Blake and Antiquity (Routledge Classics) by Kathleen Raine

Blake and Antiquity (Routledge Classics) by Kathleen Raine

Author:Kathleen Raine [Raine, Kathleen]
Language: eng
Format: epub
ISBN: 9781317834915
Publisher: Taylor and Francis
Published: 2013-12-16T07:00:00+00:00


This is the image that Blake has so dramatically humanized—to use his own word.

Bryant, in his all-permissive Mythology, identifies “Thaumas, Thamas, or Thamuz” with Dionysus. Because Blake made such extensive use of the first part of Taylor’s Dissertation on the Mysteries it would have been very strange if he had not used this pretext to add to the story of the Hermetic Thaumas that of the Orphic Dionysus, in the story of whose “fall into Division & his Resurrection to Unity” he found yet another version of the ensnaring of spirit in matter. The myth of Dionysus, or Bacchus, as given by Taylor, tells how the god, while still a child, is betrayed through the hostility of Juno, who sends the Titans to offer him playthings. One of these is a looking-glass. The child-god becomes fascinated by his reflection; and while he is gazing into the glass the Titans tear him to pieces, then first boil his members, and afterwards roast them. At this point Zeus intervenes and hurls his thunder at the Titans, giving the body of the god to be properly interred by Apollo. But his heart has been snatched away by Pallas and preserved; and from this living heart he is regenerated.

Taylor explains the symbols; before the “descent” of the god, there must be an image established in matter; as in the Hermetic myth the archetypal man identifies himself with, and so enters, the “unreasonable image” or reflection, the body, so does Dionysus identify himself with his reflection. He is thereupon “distributed,” as Taylor says, in matter; the “boiling” and “roasting” of the god is symbolic of the descent into matter (water) and the reascent of the spirit through fire. Blake’s Tharmas, like Dionysus, is constantly described as lacerated, scattered, and distributed in the ocean, striving to reascend through the “smoke” into his former spiritual condition.

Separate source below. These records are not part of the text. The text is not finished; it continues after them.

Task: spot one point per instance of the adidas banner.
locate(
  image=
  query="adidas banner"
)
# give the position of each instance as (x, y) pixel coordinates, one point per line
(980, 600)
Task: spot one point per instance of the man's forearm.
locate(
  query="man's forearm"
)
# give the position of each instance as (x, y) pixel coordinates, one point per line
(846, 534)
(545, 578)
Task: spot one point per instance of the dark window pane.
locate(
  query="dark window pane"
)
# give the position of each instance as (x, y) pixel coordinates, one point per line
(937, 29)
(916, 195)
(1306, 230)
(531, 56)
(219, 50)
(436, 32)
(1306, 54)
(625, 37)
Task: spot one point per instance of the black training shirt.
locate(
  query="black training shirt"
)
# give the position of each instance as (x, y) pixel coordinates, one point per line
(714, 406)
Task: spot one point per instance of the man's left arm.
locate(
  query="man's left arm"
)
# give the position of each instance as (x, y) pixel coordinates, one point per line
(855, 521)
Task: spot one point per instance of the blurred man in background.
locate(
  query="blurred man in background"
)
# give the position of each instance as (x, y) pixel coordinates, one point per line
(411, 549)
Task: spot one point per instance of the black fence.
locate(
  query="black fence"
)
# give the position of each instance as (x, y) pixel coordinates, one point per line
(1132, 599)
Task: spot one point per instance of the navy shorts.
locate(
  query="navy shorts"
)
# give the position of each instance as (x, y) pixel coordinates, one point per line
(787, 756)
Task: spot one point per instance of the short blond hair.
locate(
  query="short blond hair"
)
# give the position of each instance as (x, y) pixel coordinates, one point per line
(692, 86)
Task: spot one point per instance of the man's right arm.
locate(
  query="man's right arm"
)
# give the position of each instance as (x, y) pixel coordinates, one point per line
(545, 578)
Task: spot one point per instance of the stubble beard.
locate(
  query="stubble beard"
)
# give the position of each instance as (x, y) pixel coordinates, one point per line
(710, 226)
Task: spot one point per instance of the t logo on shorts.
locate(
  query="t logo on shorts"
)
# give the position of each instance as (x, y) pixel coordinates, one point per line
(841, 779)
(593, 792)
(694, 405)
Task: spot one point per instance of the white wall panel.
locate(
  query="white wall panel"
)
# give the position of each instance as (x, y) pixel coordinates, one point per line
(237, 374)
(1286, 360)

All these myths of captivation by a mirror, or a reflection in water, have the same meaning; and the symbolism persisted in the Alchemical tradition from which Jakob Boehme, whom Blake so greatly revered, must have derived his “Glass of the Abyss”; for the traditional language of symbols, seemingly protean, leads us back, again and again, to the same themes. There is, says Boehme, “a Glass in the Abyss, in which the source beholds itself.” In Boehme also this Glass is a feminine principle, “a Virgin of the temple, wherein the wrathfulness of the flesh discerns itself infinitely without number”; and we may remember that mermaids long continued to lure sailors to their death in the sea by the magic of the looking-glass they carried in their hands.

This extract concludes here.